(The tranquillity of Ireland – which now seems a long time ago.)
I came back from Sligo a week ago with a restored liver (month of no alcohol) and a headful of new philosophical ideas (month of intensive reading). I was happy and healthy, but mentally I was away with the leprechauns, ill-suited for the avalanche of reality that awaited me.
Homelessness loomed. I’d outstayed my welcome with my great mate Phil, especially after I inadvertently locked her out last Saturday and she had to spend the night with friends. It was time to move out, but I had nowhere to go, and no money to pay rent.
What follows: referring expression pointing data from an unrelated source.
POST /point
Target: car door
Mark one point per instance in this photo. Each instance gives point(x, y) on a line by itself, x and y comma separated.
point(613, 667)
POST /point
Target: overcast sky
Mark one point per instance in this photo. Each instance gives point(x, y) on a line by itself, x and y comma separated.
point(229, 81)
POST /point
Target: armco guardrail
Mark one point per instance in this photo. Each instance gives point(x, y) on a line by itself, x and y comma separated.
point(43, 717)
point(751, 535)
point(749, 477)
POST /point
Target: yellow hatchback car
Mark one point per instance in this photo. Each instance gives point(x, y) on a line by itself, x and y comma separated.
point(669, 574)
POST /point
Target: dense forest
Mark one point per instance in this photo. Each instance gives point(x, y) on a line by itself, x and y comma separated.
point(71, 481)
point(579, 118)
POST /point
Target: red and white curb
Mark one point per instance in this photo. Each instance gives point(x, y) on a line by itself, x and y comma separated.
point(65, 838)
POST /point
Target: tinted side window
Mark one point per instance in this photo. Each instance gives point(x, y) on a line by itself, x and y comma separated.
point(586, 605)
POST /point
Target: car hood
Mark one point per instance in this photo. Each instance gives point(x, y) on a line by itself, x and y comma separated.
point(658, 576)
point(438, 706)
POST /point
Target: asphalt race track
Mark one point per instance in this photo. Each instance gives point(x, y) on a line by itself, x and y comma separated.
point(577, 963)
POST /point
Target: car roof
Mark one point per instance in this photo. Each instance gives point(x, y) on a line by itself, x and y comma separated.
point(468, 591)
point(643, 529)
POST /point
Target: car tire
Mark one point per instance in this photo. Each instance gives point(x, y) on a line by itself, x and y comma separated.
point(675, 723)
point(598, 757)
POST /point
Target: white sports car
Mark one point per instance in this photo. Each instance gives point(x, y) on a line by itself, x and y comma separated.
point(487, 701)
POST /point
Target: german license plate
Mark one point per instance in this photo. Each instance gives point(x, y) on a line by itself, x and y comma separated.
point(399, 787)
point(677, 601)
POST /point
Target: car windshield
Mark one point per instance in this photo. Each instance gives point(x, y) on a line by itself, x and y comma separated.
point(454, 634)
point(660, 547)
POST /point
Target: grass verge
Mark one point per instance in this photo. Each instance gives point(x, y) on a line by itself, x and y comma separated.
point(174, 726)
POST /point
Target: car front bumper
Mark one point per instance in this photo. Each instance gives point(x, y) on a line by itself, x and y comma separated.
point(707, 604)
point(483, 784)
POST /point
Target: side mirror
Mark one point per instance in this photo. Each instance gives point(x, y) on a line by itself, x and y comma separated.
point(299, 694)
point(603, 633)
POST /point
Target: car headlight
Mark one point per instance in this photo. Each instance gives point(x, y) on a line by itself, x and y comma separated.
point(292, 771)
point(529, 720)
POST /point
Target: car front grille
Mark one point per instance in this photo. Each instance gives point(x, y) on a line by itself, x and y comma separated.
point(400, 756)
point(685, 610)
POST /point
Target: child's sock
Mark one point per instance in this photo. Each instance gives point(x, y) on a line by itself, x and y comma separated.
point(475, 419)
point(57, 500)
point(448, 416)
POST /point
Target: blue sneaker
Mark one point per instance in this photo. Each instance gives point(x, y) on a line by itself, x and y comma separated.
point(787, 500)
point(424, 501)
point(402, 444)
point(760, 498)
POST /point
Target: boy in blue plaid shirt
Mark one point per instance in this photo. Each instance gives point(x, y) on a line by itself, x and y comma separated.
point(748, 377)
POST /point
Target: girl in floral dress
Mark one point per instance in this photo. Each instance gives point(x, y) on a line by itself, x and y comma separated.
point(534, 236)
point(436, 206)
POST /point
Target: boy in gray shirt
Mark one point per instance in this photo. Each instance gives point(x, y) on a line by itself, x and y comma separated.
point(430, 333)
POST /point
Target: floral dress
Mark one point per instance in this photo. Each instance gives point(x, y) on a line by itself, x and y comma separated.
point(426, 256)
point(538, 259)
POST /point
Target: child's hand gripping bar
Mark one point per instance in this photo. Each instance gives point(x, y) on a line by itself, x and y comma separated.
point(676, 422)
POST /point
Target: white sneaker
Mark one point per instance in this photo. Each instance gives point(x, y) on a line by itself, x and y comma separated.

I had a call from the police to say they’d found my car, 4 months after it was stolen. This was bad news, as I’d already spent the anticipated settlement on my laptop. Instead of a substantial cash injection, I was now facing insurance premiums, MOT costs, and financial disaster.
And there was a major project due to be completed in the next 2 weeks – I’d initially rejected the job as incompatible with my more important objective of organising my next expedition, but now it seemed it was financially necessary.
For the first few days, life was a challenge. My head was up in the clouds and there was so much to cope with. I had to take it one moment at a time, and keep asking myself, ‘What would a normal person do now?’ I was faking it.
But I am happy to report that everything has worked out beautifully, and with no compromise to my new ideals.
I now have somewhere to live, as a result of a chance conversation in a shop where I was trying to sell a couple of items to raise cash. I have to be discreet, as it’s slightly unofficial, but suffice it to say that through someone’s great generosity, I have somewhere to live, in Richmond, rent-free.
With the car, I agreed with the garage from whose forecourt it was stolen that they would recover it (now sadly trashed) and pay the agreed settlement. The car is now theirs to repair and dispose of as they see fit.
And with those two things taken care of, I was able to turn down the unsuitable project, Someone else has already taken it on instead.
As a bonus, there’s a sniff of interest from a literary agent who has read the sample chapters of Three Peaks in Peru and now wants to read the rest of the manuscript. I’m still a long way from the book deal, but it’s an encouraging sign.
So life is good – welcome to the unpredictable but wonderful world of Roz!